Of course, there are other items that a completely outfitted henro can carry, but anything in addition to what is listed above seems to be extra. These "extra" could include: a buddhist rosary (juzu or nenju) for use at the temples (Some people carry it wrapped around one of their wrists throughout the day); tekō, cotton covers worn over the back of the hands; kyahan, cotton gaiters to cover your ankles and the top of your boots; and even possibly jikatabi, white, cotton socks with a pocket for each toe, worn when you also wear waraji, straw sandals, instead of boots.
Let me stress, though, that you don't need to carry or wear any of the above to be a henro. What i have listed above is simply what has come down through history as the traditional dress. A i mentioned on the previous page, one of the nice things about this pilgrimage is that there is nothing that is considered right or wrong. Anything you wear can be considered more or less traditional, but not wrong. I wore a light colored hat, but not the henro hat. In 1999 i didn't carry the fuda-basami as i kept everything in my back pack, although starting in 2004 i did carry one. In 1999 i didn't wear a bell on my belt, but i did starting in 2005. When i was on the trail i saw several henro in non-traditional garb, including some in blue jeans.
Just to offer my opinion, let me say that i think all henro (yes, i mean ALL) should carry a walking stick and wear the white hakui, even if you wear no other henro related clothing. These two items single you out and let everyone know that you are a walking henro. Whether you believe me or not, this will affect your pilgrimage as just by having these two items, people will interact with you in a much different manner than if you don't have them. When people see them, they see a walking henro, as opposed to a foreign tourist, which they may or may not interact with.
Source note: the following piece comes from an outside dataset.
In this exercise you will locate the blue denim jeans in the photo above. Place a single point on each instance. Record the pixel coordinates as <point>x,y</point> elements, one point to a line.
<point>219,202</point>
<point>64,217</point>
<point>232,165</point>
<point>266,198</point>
These items are fairly cheap — buy them. You won't regret it.
While Japanese adults still do not wear shorts in public (typically), more and more shorts are appearing on the henro trail. I see them regularly now; beginning in spring 2016 and even more so through 2017. But the catch is, they wear ankle length tights underneath them. So, while you will see shorts on the trail now, you still won't see bare legs.